Discussion
WES of a cohort of patients with dystrophy-like anti-HMGCR IMNM did not reveal any common rare variants of any gene, including cholesterol biosynthesis-related genes. HLA analysis showed a strong association with HLA-DRB1*11:01, previously mostly described in statin-exposed adult patients; consequently, a common immunogenic predisposition should be suspected, irrespective of statin exposure. Moreover, we were unable to conclusively demonstrate muscle upregulation/mislocalization of HMGCR in IMNM, whether or not driven by statins.
Methods
Clinical and epidemiologic data, autoantibody titers, creatine kinase (CK) levels, response to treatment, muscle imaging, and muscle biopsies were assessed.

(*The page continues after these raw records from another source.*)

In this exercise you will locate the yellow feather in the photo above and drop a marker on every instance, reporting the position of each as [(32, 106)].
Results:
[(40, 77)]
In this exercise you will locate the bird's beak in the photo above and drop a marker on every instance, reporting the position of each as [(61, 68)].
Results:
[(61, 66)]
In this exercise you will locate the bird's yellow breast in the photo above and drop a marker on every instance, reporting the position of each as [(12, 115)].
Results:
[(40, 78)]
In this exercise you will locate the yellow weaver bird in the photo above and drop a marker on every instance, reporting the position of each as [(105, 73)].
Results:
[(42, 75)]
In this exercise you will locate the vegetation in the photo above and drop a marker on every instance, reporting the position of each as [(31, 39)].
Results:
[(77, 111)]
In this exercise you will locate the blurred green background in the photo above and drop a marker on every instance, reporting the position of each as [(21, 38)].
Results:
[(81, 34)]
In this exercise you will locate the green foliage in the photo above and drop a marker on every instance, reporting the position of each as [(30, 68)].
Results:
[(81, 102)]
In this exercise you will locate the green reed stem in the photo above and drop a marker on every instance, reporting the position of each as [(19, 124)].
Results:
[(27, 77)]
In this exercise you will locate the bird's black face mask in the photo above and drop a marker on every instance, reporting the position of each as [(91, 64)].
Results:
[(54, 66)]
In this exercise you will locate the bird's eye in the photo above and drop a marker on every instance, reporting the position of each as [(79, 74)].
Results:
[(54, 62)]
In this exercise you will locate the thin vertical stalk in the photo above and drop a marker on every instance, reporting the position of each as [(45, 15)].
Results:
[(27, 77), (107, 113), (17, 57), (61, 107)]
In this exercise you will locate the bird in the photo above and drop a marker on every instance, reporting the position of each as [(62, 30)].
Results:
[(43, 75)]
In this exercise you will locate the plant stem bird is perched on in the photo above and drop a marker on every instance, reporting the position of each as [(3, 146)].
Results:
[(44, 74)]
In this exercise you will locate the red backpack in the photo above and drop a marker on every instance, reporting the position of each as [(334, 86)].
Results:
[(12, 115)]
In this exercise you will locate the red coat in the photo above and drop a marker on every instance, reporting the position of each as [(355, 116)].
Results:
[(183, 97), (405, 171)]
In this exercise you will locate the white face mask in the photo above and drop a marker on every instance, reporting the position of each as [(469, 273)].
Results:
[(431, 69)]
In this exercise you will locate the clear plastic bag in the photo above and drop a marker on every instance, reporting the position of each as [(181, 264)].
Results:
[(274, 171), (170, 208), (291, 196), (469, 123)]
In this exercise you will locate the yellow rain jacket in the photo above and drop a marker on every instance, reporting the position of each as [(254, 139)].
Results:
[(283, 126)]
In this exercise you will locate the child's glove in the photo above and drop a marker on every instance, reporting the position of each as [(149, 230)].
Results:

HMGCR expression in patients' muscle was assessed by incubating sections of affected patients with purified anti-HMGCR+ serum. Whole-exome sequencing (WES) with a special focus on cholesterol biosynthesis-related genes and high-resolution human leukocyte antigen (HLA) typing were performed.
Results
Patients, aged 3-25 years and mostly female (90.9%), presented with subacute proximal weakness progressing over many years and high CK levels (>1,000 U/L). Diagnostic delay ranged from 3 to 27 years. WES did not reveal any pathogenic variants. HLA-DRB1*11:01 carrier frequency was 60%, a significantly higher proportion than in the control population. No upregulation or mislocalization of the enzyme in statin-exposed or statin-naïve anti-HMGCR+ patients was observed, compared with controls.